Two hundred and forty subjects from the Human Connectome Project (HCP) database (80 subjects, 40 males, for each age range: 22-25, 26-30 and 31-35 years old) were used to build the probabilistic atlas. The MRI acquisition protocols are described in Van Essen et al, 2012. The HCP Test-Retest dataset (45 subjects with baseline and follow-up acquisitions) were used to assess the performance of an atlas-based segmentation approach by using the developed atlas. These subjects were not used to build the atlas. The HCP database provides also the FreeSurfer outputs computed by a custom processing pipeline (Glasser et al, 2016). For each subject (285 baseline and 45 follow-up) the methods proposed by Iglesias et al (Iglesias et al, 2015a; Iglesias et al, 2015b) were used to segment the hippocampus subfields and brainstem. An atlas-based segmentation approach, by using the Advanced Normalization Tools (ANTS) and a thalamic nuclei atlas (Nadjenovska et al, 2018), was used to subvide the thalamus. Cortical and subcortical structures were obtained from FreeSurfer outputs. The method developed by Cammoun (Cammoun et al, 2012) was used to perform a multi-scale parcellation of the cortical surface, starting by the 34 regions (per hemisphere) described in Desikan et al, 2006. The resulting parcellations were gathered to obtain five individual GM parcellations for each subject.The 240 skull stripped T1 and T2 images were used to build a customized template by using the symmetric group-wise diffeomorphic normalization (SyN) method (Avants et al, 2010). This template was non-linearly warped to MNI space with the non-linear ICBM152 atlas (Evans et al, 2012) as target template. Both spatial transformations were used to resample the individual parcellations into the MNI space. The probability map for each GM structure, in each anatomical scale, was obtained by averaging across the subjects (Figure. 1).Statistics
An atlas-based segmentation approach, by using the developed atlas, was performed over the HCP Test-Retest.

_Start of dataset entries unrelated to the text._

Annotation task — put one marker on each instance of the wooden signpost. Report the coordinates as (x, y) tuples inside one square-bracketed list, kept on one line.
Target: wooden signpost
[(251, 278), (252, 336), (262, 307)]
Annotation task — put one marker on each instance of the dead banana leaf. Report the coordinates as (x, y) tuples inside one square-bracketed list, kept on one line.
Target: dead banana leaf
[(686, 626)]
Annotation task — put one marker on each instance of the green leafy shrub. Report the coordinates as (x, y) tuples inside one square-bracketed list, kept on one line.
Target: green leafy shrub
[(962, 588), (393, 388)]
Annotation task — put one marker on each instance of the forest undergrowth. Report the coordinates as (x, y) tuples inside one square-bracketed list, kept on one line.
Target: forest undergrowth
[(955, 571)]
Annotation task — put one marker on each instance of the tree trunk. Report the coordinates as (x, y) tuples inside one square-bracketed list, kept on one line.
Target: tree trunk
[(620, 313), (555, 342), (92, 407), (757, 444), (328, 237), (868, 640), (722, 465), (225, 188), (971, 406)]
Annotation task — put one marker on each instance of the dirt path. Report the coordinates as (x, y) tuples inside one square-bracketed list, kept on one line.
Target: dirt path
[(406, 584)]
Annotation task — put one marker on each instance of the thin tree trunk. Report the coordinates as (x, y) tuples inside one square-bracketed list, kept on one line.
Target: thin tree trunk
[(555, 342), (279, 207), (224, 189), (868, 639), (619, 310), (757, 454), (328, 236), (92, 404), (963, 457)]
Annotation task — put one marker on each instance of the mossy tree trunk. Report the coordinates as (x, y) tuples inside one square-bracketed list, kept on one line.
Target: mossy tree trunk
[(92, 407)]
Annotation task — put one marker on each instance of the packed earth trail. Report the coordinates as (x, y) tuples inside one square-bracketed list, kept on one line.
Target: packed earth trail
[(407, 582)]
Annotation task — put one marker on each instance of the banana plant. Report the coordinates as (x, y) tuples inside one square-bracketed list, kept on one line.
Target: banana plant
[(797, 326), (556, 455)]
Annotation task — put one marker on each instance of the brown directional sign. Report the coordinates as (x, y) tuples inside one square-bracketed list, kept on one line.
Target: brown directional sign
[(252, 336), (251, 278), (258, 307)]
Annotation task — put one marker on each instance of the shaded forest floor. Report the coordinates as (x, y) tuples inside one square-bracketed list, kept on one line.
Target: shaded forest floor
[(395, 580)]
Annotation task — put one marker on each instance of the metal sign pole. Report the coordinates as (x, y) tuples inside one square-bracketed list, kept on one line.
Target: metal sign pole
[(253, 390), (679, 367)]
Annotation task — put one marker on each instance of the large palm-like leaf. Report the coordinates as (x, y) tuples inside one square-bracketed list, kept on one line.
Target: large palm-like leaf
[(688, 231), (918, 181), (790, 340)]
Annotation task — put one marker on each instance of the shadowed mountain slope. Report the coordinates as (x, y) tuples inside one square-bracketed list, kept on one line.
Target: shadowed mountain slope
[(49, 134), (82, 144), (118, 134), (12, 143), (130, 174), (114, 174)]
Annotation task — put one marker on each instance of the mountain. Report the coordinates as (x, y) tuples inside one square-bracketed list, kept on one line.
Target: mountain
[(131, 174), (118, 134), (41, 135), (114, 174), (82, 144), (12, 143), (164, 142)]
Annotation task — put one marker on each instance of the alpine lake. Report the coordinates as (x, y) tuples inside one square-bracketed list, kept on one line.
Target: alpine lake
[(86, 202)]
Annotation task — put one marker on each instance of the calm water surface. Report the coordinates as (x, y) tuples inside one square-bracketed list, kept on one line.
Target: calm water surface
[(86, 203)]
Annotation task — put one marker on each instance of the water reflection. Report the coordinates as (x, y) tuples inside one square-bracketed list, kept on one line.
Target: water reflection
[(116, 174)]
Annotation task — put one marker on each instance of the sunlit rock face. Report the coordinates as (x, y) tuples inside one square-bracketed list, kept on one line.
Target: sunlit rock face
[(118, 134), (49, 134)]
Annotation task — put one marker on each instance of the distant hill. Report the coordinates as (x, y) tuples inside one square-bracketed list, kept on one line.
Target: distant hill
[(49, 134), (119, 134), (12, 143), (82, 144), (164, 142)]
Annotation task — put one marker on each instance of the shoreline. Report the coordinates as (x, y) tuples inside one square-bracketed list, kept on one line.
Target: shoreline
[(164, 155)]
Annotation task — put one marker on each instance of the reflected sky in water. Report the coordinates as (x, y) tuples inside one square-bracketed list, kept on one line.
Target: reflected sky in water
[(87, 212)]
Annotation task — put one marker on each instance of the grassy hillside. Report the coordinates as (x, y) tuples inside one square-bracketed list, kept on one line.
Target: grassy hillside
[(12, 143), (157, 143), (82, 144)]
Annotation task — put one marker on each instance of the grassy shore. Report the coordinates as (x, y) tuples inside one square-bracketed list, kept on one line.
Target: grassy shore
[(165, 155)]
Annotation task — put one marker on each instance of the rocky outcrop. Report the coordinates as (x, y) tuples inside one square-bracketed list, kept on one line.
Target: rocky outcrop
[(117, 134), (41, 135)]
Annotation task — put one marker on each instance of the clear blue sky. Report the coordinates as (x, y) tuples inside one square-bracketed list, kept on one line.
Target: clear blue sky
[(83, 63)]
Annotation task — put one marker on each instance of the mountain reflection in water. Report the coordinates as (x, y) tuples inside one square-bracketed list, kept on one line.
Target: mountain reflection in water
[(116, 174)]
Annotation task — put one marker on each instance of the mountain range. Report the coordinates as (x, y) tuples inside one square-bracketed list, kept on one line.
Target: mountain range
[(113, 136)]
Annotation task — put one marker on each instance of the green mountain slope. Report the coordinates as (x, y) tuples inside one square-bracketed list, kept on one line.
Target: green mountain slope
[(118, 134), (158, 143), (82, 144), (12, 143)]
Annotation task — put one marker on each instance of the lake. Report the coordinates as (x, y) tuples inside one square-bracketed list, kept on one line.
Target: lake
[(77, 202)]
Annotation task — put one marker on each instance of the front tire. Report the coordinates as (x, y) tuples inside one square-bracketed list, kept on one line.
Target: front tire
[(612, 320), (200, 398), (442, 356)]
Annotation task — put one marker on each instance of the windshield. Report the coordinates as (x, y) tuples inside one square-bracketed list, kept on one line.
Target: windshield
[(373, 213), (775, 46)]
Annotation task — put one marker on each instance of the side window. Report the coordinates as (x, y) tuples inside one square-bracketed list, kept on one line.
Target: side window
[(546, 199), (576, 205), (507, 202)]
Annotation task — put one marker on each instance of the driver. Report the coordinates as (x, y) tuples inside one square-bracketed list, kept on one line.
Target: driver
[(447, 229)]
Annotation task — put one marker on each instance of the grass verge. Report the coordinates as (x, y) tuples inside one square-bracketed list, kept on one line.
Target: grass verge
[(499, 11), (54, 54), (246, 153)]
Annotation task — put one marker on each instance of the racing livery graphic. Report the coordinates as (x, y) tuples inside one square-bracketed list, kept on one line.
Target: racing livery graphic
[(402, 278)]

For each GM structure, the Dice Similarity Index (DSI) (Dice et al, 1945) was used to assess the similarity between both segmentation approaches, the atlas-based segmentation and the FreeSurfer-based. The relative volume change between time points ((Volfup- Volbas/ Volbas)*100) for both parcellation approaches was also computed. Mann-Whitney U tests were performed to test for DSI differences between time points and to test for volume change differences between parcellation approaches. FDR correction was used to control for type I errors (q=0.05).

Results:

The DSI showed a mean overlap (for both time points) higher than 0.7 for all the structures, except for the hippocampus subfields, in scale 1 (Figure. 2A). Regarding the size of the regions, these findings could be considered as a fair match. DSI decreases with the decrease of the size of the structures, reaching mean values of 0.5 for scale 5 (Figure. 2C). The relative volume change showed a size-mismatch of ~5% between regions obtained from both segmentation methods (Figure. 2B). This value increases as the volume of the regions decreases (Figure. 2D). No significant differences in DSI or volume change were found. Thus, both segmentation methods behave the same for both time points.